In this atmosphere, rights advocates worry that the U.S. Customs and Border Protection Agency (CBP) — part of the DHS — could deploy its paramilitary unit Bortac (Border Patrol Tactical Unit) as it did in July during the protests against police brutality in Portland, Oregon, where the the force kidnapped protesters and threw them into unmarked vans. In the midterm elections of 2018, CBP planned to conduct a “crowd control exercise” near at least one polling location. Those plans were scrapped after an uproar.
“Our big fear is that we see a reprise of Portland, with ICE and CBP being used to intimidate voters on election day or around election day, whether by sending agents directly into the polls as members of the government have said or just by deploying them around cities,” says Wolgin.
Although polling station disruptions could happen on November 3, they should not be overstated, says Sean Morales-Doyle, deputy director of voting rights and elections at the Brennan Center for Justice. Deploying armed forces in polling sites is illegal. Amplifying this possibility could in itself dissuade people from voting. At the same time, acknowledging that voter intimidation attempts are real allows local officials and activists to strategize on how to offset them.
“I do have some concerns that one of these incidents would get out of hand.
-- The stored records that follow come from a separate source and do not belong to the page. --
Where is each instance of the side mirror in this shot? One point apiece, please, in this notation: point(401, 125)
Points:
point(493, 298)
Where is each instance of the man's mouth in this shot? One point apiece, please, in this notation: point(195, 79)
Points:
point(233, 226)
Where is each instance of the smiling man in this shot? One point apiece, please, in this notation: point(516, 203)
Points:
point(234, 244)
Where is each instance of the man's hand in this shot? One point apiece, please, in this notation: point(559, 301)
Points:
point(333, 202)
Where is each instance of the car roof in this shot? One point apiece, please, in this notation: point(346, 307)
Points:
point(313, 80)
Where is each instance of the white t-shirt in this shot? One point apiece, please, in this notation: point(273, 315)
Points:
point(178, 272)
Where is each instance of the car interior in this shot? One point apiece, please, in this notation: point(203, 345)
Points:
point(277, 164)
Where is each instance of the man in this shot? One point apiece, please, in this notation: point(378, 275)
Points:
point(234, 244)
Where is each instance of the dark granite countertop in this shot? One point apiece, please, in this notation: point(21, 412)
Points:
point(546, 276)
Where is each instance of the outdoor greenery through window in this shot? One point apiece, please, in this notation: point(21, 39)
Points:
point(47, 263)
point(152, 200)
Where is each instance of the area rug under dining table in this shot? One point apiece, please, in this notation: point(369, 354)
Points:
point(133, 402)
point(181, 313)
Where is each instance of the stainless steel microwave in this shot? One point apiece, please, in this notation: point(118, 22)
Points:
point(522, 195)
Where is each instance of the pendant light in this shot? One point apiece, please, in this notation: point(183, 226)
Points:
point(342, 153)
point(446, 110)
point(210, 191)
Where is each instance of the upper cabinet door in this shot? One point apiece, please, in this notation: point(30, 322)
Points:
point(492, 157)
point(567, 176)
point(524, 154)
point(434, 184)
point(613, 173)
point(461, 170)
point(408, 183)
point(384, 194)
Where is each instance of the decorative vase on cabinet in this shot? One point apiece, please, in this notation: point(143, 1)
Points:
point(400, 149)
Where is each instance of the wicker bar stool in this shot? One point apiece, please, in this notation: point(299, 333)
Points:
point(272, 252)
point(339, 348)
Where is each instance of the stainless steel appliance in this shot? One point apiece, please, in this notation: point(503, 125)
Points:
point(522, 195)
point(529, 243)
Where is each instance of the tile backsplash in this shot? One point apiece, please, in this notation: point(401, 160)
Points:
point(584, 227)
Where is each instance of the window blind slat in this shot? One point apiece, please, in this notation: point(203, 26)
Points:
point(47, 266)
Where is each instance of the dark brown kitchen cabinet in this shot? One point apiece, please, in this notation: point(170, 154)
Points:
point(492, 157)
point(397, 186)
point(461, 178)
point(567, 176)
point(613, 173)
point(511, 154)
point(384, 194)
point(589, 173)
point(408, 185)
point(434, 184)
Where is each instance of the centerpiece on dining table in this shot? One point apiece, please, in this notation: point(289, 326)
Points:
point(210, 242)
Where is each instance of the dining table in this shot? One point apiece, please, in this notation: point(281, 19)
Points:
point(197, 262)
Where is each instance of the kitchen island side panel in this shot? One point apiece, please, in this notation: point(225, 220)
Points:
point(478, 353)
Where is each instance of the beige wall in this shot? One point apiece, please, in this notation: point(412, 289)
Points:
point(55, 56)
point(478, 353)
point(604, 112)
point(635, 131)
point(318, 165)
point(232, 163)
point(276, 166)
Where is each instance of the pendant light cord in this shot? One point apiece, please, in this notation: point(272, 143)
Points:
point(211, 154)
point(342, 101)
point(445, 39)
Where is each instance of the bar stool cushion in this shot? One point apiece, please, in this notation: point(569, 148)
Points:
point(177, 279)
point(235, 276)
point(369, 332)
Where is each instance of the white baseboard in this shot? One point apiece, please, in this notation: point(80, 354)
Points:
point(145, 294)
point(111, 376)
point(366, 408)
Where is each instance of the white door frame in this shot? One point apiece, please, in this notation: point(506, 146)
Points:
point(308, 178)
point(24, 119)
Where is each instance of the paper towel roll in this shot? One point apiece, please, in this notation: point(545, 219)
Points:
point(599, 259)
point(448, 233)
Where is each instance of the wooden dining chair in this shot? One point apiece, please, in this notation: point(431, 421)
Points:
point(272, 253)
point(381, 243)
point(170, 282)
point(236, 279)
Similarly, I worry that the police may be too quick to engage, or that some jurisdictions would be too quick to call law enforcement sort of preemptively because of these fears,” says Morales-Doyle. “I worry that people are going to respond in these moments of heightened tension by escalating rather than by de-escalating.”
This election will be less protected against voter intimidation than the previous one. During the 1981 New Jersey’s gubernatorial race, aggressive intimidation tactics by off-duty law enforcement agents were so blatant that a decree adopted a year later sharply limited the Republican National Committee’s poll monitoring activities. That decree expired in 2017.
“This would be the first presidential election where there has not been a federal judicial consent decree in place that prevents the Republican Party from engaging in certain types of ballot security operations and polling intimidation efforts,” warns Morales-Doyle. With fewer legal protections, several initiatives are planning to ward off any endeavors to tamper with the voting process.
The Voter Protection Program, for example, was formed by litigators with state and federal government experience in both Republican and Democratic administrations, as well as national experts on voting rights and election protection, and communications professionals. It also includes a bipartisan board of former governors, attorneys general, and local, state and federal law enforcement leaders.
Advocates, meanwhile, say the voters targeted by the intimidation tactics have a vital role to play in this election — and their participation is sorely needed. “Immigrants across the country have demonstrated the greatest examples of courage that we can be inspired by when they show up to work in the middle of the pandemic or when they walk thousands of miles to give their children a better life,” says Sarmiento. “We are all called today to show that same courage.”